How Do I Know If Tap Water Is Safe to Drink After A Flood?

After all the recent flooding in Central Texas, you may have been warned about a boil notice that was under effect in many of the areas affected by the flood. For many people, the only public water system (PWS) available was contaminated with dangerous strains of bacteria, an idea that can be pretty scary.

While water softeners like the ones we sell here are great for ordinary circumstances, they aren’t designed to treat water that’s unsafe for consumption, and most water filters won’t do anything to organic matter that may be in water such as bacteria.

So how do you know if the PWS you use is safe after an event like this? And what can you do in the event your water is unsafe? Read on to answer these questions.

Boil Notice

If a boil notice is issued, as was the case for many areas affected by the recent flood, then you should not ignore it. This means the entire PWS was found to be contaminated, and you should’t drink any tap water that hasn’t been disinfected by boiling until you’re notified that the boil notice is over.

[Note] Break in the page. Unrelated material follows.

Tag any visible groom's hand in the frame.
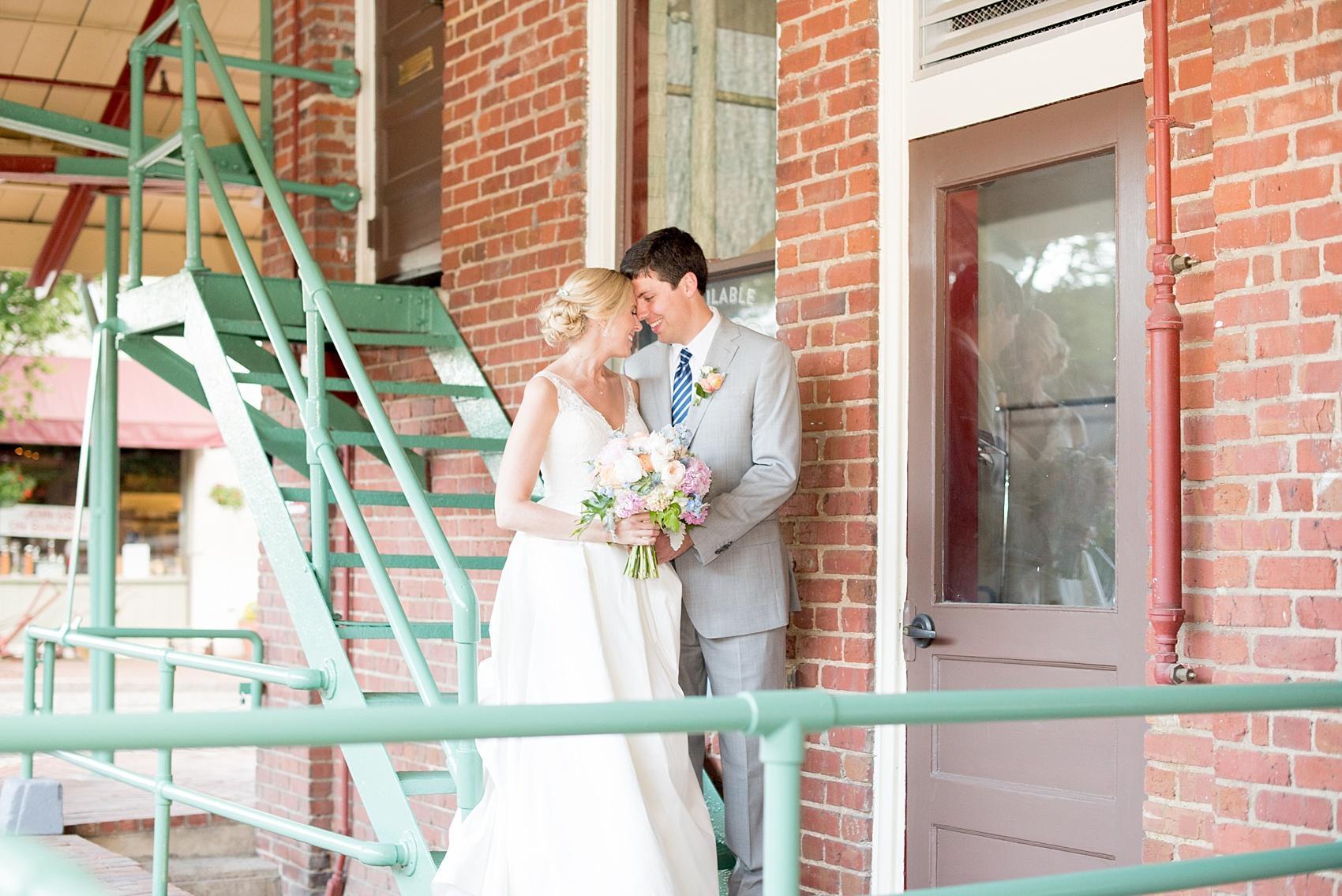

To properly disinfect water, bring it to a full boil (not just a rolling boil), and let it stay in this state for 2 whole minutes. Check out the video below if you need some visual reference to tell how far you should take the water to reach a full boil (it’s actually pretty intense):

Let it cool, and it will be good to drink. Don’t assume your water filter will take care of infection; boil your water no matter what.


If no notice was issued but any part of your property was flooded above the water line, you may have contaminated water in your own pipes even if the PWS is safe to drink. In an event like this, you should flush your house’s plumbing by running water through your faucets in a systematic way.

The best way to do this is to start with outside faucets farthest from the water meter, and slowly work your way towards the meter, one faucet at a time. Each time, run the faucet until there is a noticeable change in temperature, and be sure to remove aerators from kitchen and bathroom faucets before you do this.

This procedure should be enough to make sure your own property has safe water in its pipes. So enjoy your salt-free water softener when the water’s safe, but be sure to properly disinfect your water after a flood!